On Fri, Nov 20, 2015 at 04:46:15PM +0300, Andrew Vagin wrote:
> On Thu, Nov 19, 2015 at 09:15:59AM -0700, Tycho Andersen wrote:
> > Signed-off-by: Tycho Andersen <tycho.andersen at canonical.com>
> > CC: Andrew Vagin <avagin at virtuozzo.com>
> > ---
> >  seize.c | 124 +++++++++++++++++++++++++++++++++++++++++++---------------------
> >  1 file changed, 84 insertions(+), 40 deletions(-)
> > 
> > diff --git a/seize.c b/seize.c
> > index 943f9d1..3281dd0 100644
> > --- a/seize.c
> > +++ b/seize.c
> > @@ -79,12 +79,93 @@ static int freezer_restore_state(void)
> >  	return 0;
> >  }
> >  
> > +static int seize_cgroup_tree(char *root_path, const char *state)
> > +{
> > +	DIR *dir;
> > +	struct dirent *de;
> > +	char path[PATH_MAX];
> > +	FILE *f;
> > +
> > +	/*
> > +	 * New tasks can appear while a freezer state isn't
> > +	 * frozen, so we need to catch all new tasks.
> > +	 */
> > +	snprintf(path, sizeof(path), "%s/tasks", root_path);
> > +	f = fopen(path, "r");
> > +	if (f == NULL) {
> > +		pr_perror("Unable to open %s", path);
> > +		return -1;
> > +	}
> > +	while (fgets(path, sizeof(path), f)) {
> > +		pid_t pid;
> > +		int ret;
> > +
> > +		pid = atoi(path);
> > +
> > +		/*
> > +		 * Here we are going to skip tasks which are already traced.

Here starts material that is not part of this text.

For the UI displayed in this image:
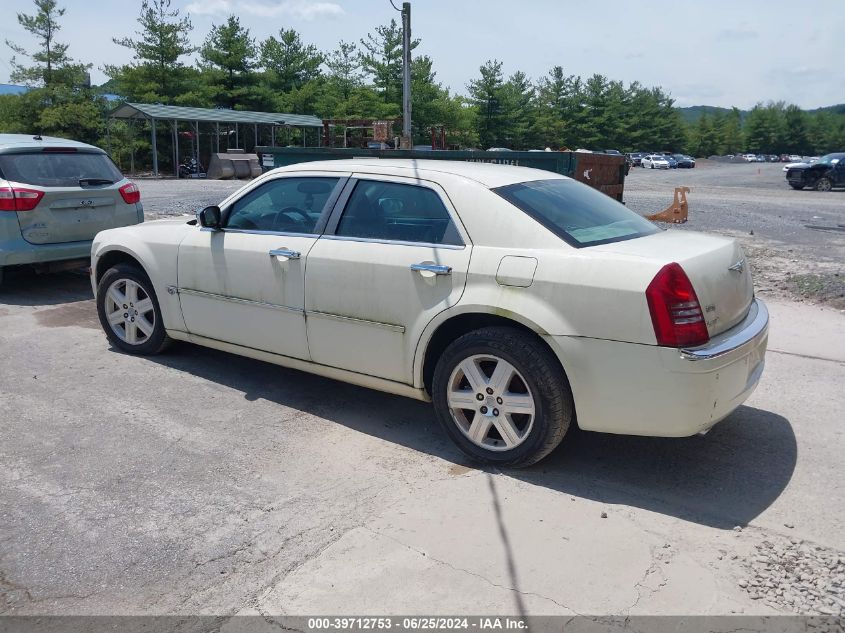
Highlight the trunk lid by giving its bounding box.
[0,148,140,244]
[11,180,138,244]
[591,230,754,337]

> > +		 * Ptraced tasks looks like children for us, so if
> > +		 * a task isn't ptraced yet, waitpid() will return a error.
> > +		 */
> > +		ret = wait4(pid, NULL, __WALL | WNOHANG, NULL);
> > +		if (ret == 0)
> > +			continue;
> > +
> > +		if (seize_catch_task(pid) && state == frozen) {
> > +			char buf[] = "/proc/XXXXXXXXXX/exe";
> > +			struct stat st;
> > +
> > +			/* skip kernel threads */
> > +			snprintf(buf, sizeof(buf), "/proc/%d/exe", pid);
> > +			if (stat(buf, &st) == -1 && errno == ENOENT)
> > +				continue;
> > +
> > +			/* fails when meets a zombie */
> > +			pr_err("zombie found while seizing\n");
> > +			fclose(f);
> > +			return -1;
> > +		}
> > +	}
> > +	fclose(f);
> > +
> > +	dir = opendir(root_path);
> > +	if (!dir) {
> > +		pr_perror("Unable to open %s", root_path);
> > +		return -1;
> > +	}
> > +
> > +	while ((de = readdir(dir))) {
> > +		struct stat st;
> > +
> > +		if (dir_dots(de))
> > +			continue;
> > +
> > +		sprintf(path, "%s/%s", root_path, de->d_name);
> > +
> > +		if (fstatat(dirfd(dir), de->d_name, &st, 0) < 0) {
> > +			pr_perror("stat of %s failed", path);
> > +			closedir(dir);
> > +			return -1;
> > +		}
> > +
> > +		if (!S_ISDIR(st.st_mode))
> > +			continue;
> > +
> > +		if (seize_cgroup_tree(path, state) < 0) {
> 
> I don't like this recursion. We don't know how deep it is, so are you
> sure that we will not have a problem with too big stack?

It is limited by PATH_MAX at least, although maybe that is not enough,
I'm not sure. I can resend an iterative version if you like.